Discussions found on the web:
  1. 4whatitsworth commented on Jan 7

    What is your take on the influence of emerging markets in what was historically a US driven investment cycle?

  2. Sustainable Gains commented on Jan 7

    Sold to you…

    The starting valuation and prevailing interest rates of those “Secular” bull markets matter quite a bit. The market in 2009 wasn’t nearly cheap enough on a value basis, and interest rates lack the headroom to push valuations higher. We’re paying that price now, because at the moment “momentum” is dead (very few sectors remain in an uptrend) and yet equity index prices are not low enough to re-establish long-term value.

    For a valuation comparison, see e.g. http://2.bp.blogspot.com/-wJS_iA6Ou_E/URAX4IXZWLI/AAAAAAAABzg/TflQrkwgd6s/s1600/130204-1.jpg

    P.S. The returns that actually matter to investors seeking retirement are total returns net of true inflation. Your chart should be labeled to indicate what is being plotted. It appears to only show nominal returns, and is therefore incomplete and misleading.
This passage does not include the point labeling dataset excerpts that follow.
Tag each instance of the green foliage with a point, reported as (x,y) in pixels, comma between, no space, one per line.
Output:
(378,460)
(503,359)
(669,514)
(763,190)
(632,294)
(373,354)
    • Futuredome commented on Jan 7

      or sold to you. you have no clue what “real valuations are”. Just don’t talk your book.

  3. rd commented on Jan 7

    I am always really cautious about analogies with the 1974-1982 period due to the high inflation and interest rates during that period that are unlike anything the US saw in the 20th or 21st century markets.

    The Fed Funds rate went above 10% at the end of 1978 and didn’t come back down below that for any extended period until late 1982 while peaking at 19%. Meanwhile the S&P 500 dividend yield was only about 4.5%-6% during that period. So the risk-free cash was returning an extra 5% to 10% in cash per year from 1978 through 1982 which is unprecedented before and since. Accounting for inflation and lack of yield compared to the risk-free investment meant that the real drop in the S&P 500 to the trough in 1982 was much more than the 26% the nominal graphs used in technical analysis shows and is much closer to the 50% drop of a major bear market (this shows up in Shiller’s CAPE graphs very clearly). I think that is a key reason that we saw such a massive, long secular bull from 1982 to 2000 with.

    So the generational low for nominal values was 1974 but for real inflation-adjusted market value was 1982. Similarly the 1932 bottom wasn’t as bad (still very terrible) as the nominal graphs show because the dividend yield peaked at 10% with much lower Fed Funds interest rates and deflation to boot.

    As a result, I view each of the secular bear periods as being their own very distinct animals. While I would be very surprised if we revisited 666 in this market downturn, a 50% drop in the S&P 500 to the 1,000 zone would not surprise me in the least (or we could rebound over the next few months if the economy stays good – 1999-2000 proves anything is possible). The lack of inflation at this time means that the 1980 to 1982 percentage drop is largely irrelevant to me for figuring out how much this current market could drop.

    • KDawg commented on Jan 7

      Thanks for ruining this graph, man!

    • rd commented on Jan 8

      “Happy families are all alike; every unhappy family is unhappy in its own way.”